We presented Mrs. Bush with a gold shuttle charm on a necklace earlier this morning. When it became obvious that we would be flying the first flight of this administration, we had a lot of discussion about what to fly for the President. And it became apparent quickly that we really wanted to fly something for Mrs. Bush as well. She's obviously a very special lady and she's very special to us. And we presented that with her this morning, and we'd like to thank you for a very special First Lady.

When we discussed what to fly for our new President, most of us, of course, being home-ported in Houston, Texas, wanted to fly a Texas flag. It became obvious that, as proud as we are of our new President being from Texas, it probably wasn't appropriate to give you a Texas flag, sir, since you're now President of all these United States. So, we did fly a United States flag, and we'd like to present that to you right now, sir. And with it goes this plaque that says, ``Presented to the President of the United States of America, George Bush. This United States flag was flown in the official flight kit aboard the orbiter Discovery, STS 29, March 13th through 18th, 1989.'' And each of the crew members have signed it. Sir, thank you very much.

The President. That's lovely. Well, thank you for the special -- that actually went? Thank you all. Let me get the wives to come up. Come up here, ladies, so they can get a fitting group picture here. Pick out a husband. [Laughter]

I'd like to ask the Members of Congress that are here to come and say hello to these gentlemen before they head on back to Houston, Texas, which I understand they're fixing to do right after this. So, I see some right here. Come on, you guys. Jim, Jamie, and the Senator -- come on. We'll just say a quick hello to these people, because I don't know if they're going to have the chance -- Congress is out -- to go up to the Hill. Here's Jim Sensenbrenner here. This is the chairman. Be nice to this guy. [Laughter]

Note: The President spoke at 11:30 a.m. in Room 450 of the Old Executive Office Building.
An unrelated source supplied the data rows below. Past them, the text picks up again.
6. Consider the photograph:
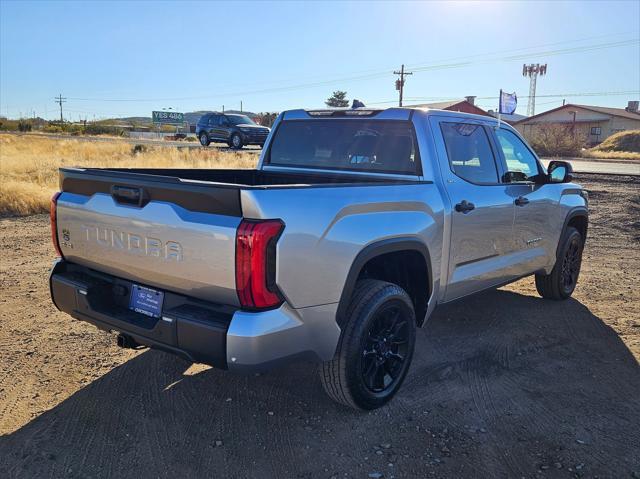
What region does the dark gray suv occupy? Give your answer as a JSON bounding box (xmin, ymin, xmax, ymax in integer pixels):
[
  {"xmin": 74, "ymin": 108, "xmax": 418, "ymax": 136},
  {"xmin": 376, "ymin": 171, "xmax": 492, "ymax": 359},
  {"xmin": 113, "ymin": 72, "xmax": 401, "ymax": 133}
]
[{"xmin": 196, "ymin": 113, "xmax": 270, "ymax": 149}]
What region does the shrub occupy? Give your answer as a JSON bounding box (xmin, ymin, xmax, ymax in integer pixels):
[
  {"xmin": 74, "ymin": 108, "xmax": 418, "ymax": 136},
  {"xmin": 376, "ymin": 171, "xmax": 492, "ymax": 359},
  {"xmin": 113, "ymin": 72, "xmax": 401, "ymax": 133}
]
[
  {"xmin": 131, "ymin": 145, "xmax": 149, "ymax": 155},
  {"xmin": 527, "ymin": 123, "xmax": 587, "ymax": 156},
  {"xmin": 18, "ymin": 120, "xmax": 31, "ymax": 131}
]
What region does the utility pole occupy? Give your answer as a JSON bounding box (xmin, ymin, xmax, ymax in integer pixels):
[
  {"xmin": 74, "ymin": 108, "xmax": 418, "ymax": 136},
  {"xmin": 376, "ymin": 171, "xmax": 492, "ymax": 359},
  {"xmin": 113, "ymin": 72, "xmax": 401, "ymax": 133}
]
[
  {"xmin": 54, "ymin": 93, "xmax": 67, "ymax": 123},
  {"xmin": 393, "ymin": 64, "xmax": 413, "ymax": 106},
  {"xmin": 522, "ymin": 63, "xmax": 547, "ymax": 116}
]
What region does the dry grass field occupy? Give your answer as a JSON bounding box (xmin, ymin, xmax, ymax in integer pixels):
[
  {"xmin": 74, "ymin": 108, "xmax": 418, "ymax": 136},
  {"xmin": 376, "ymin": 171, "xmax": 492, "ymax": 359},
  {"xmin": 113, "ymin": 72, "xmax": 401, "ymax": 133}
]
[
  {"xmin": 0, "ymin": 173, "xmax": 640, "ymax": 479},
  {"xmin": 0, "ymin": 134, "xmax": 257, "ymax": 216}
]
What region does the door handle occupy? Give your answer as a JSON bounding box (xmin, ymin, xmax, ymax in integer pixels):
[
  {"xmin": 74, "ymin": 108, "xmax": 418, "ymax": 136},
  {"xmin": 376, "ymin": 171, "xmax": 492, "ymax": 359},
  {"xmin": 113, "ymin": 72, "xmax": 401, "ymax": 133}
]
[{"xmin": 456, "ymin": 200, "xmax": 476, "ymax": 213}]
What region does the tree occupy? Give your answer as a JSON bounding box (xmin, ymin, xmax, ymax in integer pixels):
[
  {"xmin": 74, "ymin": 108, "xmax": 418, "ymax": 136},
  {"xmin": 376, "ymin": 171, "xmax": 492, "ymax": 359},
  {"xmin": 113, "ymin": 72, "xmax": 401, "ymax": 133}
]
[{"xmin": 324, "ymin": 90, "xmax": 349, "ymax": 108}]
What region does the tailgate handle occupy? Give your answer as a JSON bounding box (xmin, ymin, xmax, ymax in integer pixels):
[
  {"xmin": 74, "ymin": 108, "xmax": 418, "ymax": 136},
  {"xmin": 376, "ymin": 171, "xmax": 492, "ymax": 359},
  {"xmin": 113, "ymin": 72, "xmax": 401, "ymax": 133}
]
[{"xmin": 111, "ymin": 185, "xmax": 149, "ymax": 207}]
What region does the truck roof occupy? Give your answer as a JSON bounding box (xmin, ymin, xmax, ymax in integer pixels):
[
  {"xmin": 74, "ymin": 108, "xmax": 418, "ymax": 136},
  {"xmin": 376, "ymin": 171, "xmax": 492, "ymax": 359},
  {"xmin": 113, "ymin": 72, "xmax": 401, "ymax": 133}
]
[{"xmin": 282, "ymin": 106, "xmax": 498, "ymax": 123}]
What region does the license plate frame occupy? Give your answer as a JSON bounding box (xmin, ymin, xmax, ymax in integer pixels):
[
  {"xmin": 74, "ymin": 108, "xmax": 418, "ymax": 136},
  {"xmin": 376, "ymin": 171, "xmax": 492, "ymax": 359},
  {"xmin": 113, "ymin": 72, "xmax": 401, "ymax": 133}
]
[{"xmin": 129, "ymin": 284, "xmax": 164, "ymax": 318}]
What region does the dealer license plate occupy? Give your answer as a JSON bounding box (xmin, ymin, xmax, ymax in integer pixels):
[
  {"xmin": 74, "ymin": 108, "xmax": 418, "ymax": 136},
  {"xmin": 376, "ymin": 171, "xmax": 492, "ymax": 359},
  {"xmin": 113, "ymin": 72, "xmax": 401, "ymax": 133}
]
[{"xmin": 129, "ymin": 284, "xmax": 164, "ymax": 318}]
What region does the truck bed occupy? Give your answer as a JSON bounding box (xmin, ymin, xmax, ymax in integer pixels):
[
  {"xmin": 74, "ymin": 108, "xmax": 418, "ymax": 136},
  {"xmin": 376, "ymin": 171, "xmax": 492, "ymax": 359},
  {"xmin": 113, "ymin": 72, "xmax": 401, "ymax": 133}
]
[{"xmin": 60, "ymin": 168, "xmax": 406, "ymax": 216}]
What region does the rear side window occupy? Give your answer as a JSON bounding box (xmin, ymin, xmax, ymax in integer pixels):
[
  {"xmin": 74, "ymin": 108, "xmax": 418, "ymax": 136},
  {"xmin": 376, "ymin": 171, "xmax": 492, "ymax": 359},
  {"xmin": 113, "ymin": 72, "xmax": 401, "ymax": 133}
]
[
  {"xmin": 268, "ymin": 119, "xmax": 421, "ymax": 175},
  {"xmin": 440, "ymin": 123, "xmax": 498, "ymax": 184}
]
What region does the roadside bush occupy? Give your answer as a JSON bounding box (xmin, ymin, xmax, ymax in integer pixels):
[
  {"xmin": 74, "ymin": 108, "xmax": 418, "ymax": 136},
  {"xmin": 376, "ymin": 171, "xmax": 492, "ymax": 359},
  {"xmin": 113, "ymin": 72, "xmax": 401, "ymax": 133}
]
[
  {"xmin": 18, "ymin": 121, "xmax": 31, "ymax": 132},
  {"xmin": 42, "ymin": 124, "xmax": 63, "ymax": 133},
  {"xmin": 527, "ymin": 124, "xmax": 587, "ymax": 156},
  {"xmin": 84, "ymin": 123, "xmax": 126, "ymax": 136},
  {"xmin": 131, "ymin": 145, "xmax": 149, "ymax": 155}
]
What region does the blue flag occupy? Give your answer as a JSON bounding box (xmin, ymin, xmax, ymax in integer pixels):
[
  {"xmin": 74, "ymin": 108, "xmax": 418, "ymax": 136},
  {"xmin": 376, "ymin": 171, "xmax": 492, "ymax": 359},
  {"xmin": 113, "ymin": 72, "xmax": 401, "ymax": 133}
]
[{"xmin": 499, "ymin": 90, "xmax": 518, "ymax": 115}]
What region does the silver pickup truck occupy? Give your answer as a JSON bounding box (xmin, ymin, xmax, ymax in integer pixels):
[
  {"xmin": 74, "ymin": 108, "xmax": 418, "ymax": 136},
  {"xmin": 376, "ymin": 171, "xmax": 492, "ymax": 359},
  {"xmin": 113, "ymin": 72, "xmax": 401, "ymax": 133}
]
[{"xmin": 50, "ymin": 108, "xmax": 588, "ymax": 409}]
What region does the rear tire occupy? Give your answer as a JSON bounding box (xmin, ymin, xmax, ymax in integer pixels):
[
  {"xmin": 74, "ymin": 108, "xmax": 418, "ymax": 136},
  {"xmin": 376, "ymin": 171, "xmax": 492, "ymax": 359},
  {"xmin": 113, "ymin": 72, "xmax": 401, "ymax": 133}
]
[
  {"xmin": 536, "ymin": 226, "xmax": 584, "ymax": 300},
  {"xmin": 319, "ymin": 279, "xmax": 416, "ymax": 409},
  {"xmin": 229, "ymin": 133, "xmax": 243, "ymax": 150}
]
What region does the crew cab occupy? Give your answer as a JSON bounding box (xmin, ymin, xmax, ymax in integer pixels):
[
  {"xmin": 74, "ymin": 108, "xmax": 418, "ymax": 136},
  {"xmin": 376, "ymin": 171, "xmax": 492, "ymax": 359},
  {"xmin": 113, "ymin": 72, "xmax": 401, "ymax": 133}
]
[
  {"xmin": 50, "ymin": 108, "xmax": 588, "ymax": 409},
  {"xmin": 196, "ymin": 113, "xmax": 270, "ymax": 149}
]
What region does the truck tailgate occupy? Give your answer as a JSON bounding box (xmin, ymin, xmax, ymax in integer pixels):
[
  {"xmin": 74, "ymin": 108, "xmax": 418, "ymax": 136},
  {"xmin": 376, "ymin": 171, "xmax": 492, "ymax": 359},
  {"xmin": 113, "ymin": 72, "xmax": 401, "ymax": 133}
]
[{"xmin": 57, "ymin": 170, "xmax": 241, "ymax": 305}]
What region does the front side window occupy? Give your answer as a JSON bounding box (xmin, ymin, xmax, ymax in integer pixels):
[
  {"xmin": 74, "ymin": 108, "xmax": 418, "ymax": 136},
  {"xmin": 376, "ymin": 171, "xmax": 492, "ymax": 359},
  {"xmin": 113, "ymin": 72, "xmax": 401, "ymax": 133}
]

In his closing remarks, he referred to Representatives F. James Sensenbrenner, Jr., of Wisconsin and Jamie L. Whitten of Mississippi, and Senator Quentin N. Burdick of North Dakota. The space shuttle ``Discovery'' was launched on March 13 from the Kennedy Space Center in Cape Canaveral, FL, and returned to Edwards Air Force Base, CA, on March 18. The members of the crew were: Capt. Michael L. Coats, USN, flight commander; Col. John E. Blaha, USAF, mission pilot; Col. James F. Buchli and Col. Robert C. Springer, USMC, mission specialists; and James P. Bagian, physician and mission specialist.